Brexit : la tension monte dans les PME françaises à l’approche de l’échéance



Publié le 7 déc. 2020 à 18:00

C’est une petite vidéo que le patron du Medef a faite sur les réseaux sociaux, à l’attention des entreprises françaises. Le thème n’est pas très nouveau, certes, puisqu’il s’agit de la préparation des entreprises hexagonales au Brexit .

Il n’empêche que la tension remonte sérieusement dans les PME et chez les représentants du patronat français. Plus la date fatidique approche et moins les négociateurs semblent enclins au compromis. Comme le dit Geoffroy Roux de Bézieux, le président du Medef, on pourrait se retrouver avec « une crise dans la crise », c’est-à-dire un commerce franco-britannique sérieusement ralenti dès début janvier, alors que les échanges entre les pays sont déjà affectés par les restrictions sanitaires dues au Covid-19.

Bref, il est urgent de se préparer puisque la fiscalité, la réglementation, les formalités douanières et même les étiquetages des produits vont changer. « La situation du 1erjanvier ne sera pas celle du 31 décembre. On ne sera plus dans le même monde », résume Bernard Spitz, président du pôle international et Europe du Medef.

L’organisation patronale multiplie les visioconférences chaque semaine avec ses adhérents depuis des mois pour les sensibiliser aux difficultés à venir.
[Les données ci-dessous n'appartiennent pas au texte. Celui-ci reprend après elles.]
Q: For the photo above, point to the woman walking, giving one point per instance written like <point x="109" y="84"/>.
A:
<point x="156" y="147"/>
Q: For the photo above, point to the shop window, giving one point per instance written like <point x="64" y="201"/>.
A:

Le problème, c’est qu’on ne sait pas si un accord sera trouvé. Or, les conséquences sont très différentes pour certains secteurs, tels que la pêche par exemple . Toute la filière, des marins à la distribution, pourrait être affectée durement. La logistique aussi sera nécessairement touchée, accord ou pas. Or il s’agit souvent de PME, pas toujours au fait des réglementations.

D’autant que, comme le dit Alban Maggiar, vice-président des Affaires européennes de la Confédération des petites et moyennes entreprises (CPME), « compte tenu de la tragi-comédie du Brexit qui se joue depuis deux ans entre les gouvernements, les patrons de PME ont souvent préféré temporiser et attendre d’y voir plus clair. Aujourd’hui, ils se retrouvent au pied du mur mais se demandent toujours quelles seront les conséquences ».
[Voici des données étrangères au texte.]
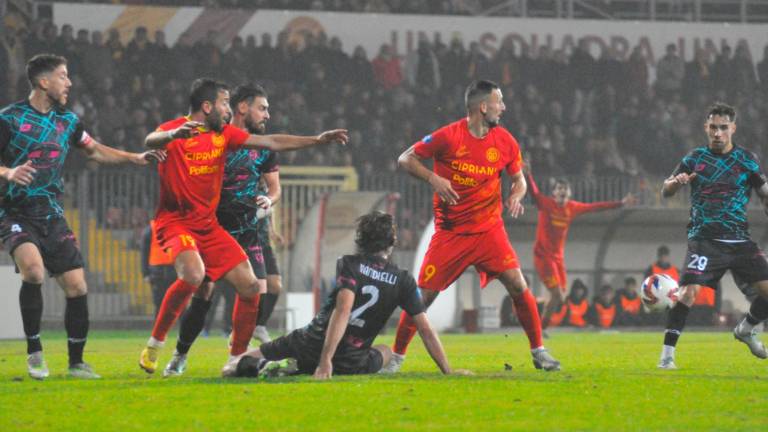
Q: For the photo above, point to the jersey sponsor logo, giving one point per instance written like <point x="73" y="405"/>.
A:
<point x="471" y="168"/>
<point x="381" y="276"/>
<point x="464" y="181"/>
<point x="492" y="154"/>
<point x="203" y="169"/>
<point x="462" y="151"/>
<point x="218" y="140"/>
<point x="204" y="156"/>
<point x="45" y="155"/>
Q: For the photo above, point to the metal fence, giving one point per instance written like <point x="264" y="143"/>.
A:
<point x="108" y="209"/>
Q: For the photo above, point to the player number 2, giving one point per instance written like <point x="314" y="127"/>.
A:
<point x="353" y="317"/>
<point x="698" y="262"/>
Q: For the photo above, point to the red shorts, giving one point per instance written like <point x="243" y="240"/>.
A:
<point x="449" y="254"/>
<point x="551" y="270"/>
<point x="219" y="251"/>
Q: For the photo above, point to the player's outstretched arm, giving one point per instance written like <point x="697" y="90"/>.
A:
<point x="516" y="194"/>
<point x="410" y="162"/>
<point x="293" y="142"/>
<point x="675" y="182"/>
<point x="159" y="139"/>
<point x="336" y="328"/>
<point x="108" y="155"/>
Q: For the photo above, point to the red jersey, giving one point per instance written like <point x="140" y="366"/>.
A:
<point x="474" y="166"/>
<point x="191" y="176"/>
<point x="555" y="219"/>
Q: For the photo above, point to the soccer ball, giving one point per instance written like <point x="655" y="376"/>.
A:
<point x="658" y="292"/>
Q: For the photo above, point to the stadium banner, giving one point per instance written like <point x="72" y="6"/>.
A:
<point x="403" y="31"/>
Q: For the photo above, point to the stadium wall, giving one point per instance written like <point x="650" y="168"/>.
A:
<point x="402" y="31"/>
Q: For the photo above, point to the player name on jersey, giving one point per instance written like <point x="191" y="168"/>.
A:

« A trois semaines de l’échéance, on n’y voit toujours pas beaucoup plus clair », considère François Asselin, le patron de la CPME. Et, « avec la sortie du deuxième confinement, on ne peut pas dire que le Brexit se retrouve sur le haut de la pile des priorités des patrons de PME », ajoute Alban Maggiar.
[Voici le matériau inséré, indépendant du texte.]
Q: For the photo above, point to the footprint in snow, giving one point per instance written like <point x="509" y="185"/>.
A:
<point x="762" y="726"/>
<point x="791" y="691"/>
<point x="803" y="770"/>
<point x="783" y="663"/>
La « frontière intelligente » avec des formalités douanières numérisées, vantée et mise en place des deux côtés de la Manche, suffira-t-elle à fluidifier le transport ? Il faut l’espérer. « Environ 80 % du transport de marchandises entre le Royaume-Uni et l’Europe continentale passe par la France », rappelle Bernard Spitz. Sans compter que le Royaume-Uni est le sixième client de l’Hexagone et son septième fournisseur. L’an passé, les exportations françaises de biens de l’autre côté de la Manche, ont dépassé 34 milliards d’euros dont près de 4,5 milliards de produits agroalimentaires souvent périssables. D’où l’importance de la logistique et donc de l’efficacité des futurs contrôles douaniers. Les importations en provenance de la Grande-Bretagne ont, elles, atteint 21 milliards d’euros en 2019.

Avec un point important : « Environ 120.000 entreprises françaises exportent ou importent vers ou depuis le Royaume-Uni. Or, un quart d’entre elles, souvent les plus petites, n’ont jamais fait de commerce hors de l’Union européenne. Pour elles, le 1erjanvier sera donc une première en termes de formalités douanières », met en garde Bernard Spitz. L’embouteillage du siècle, de Calais à Paris, menace.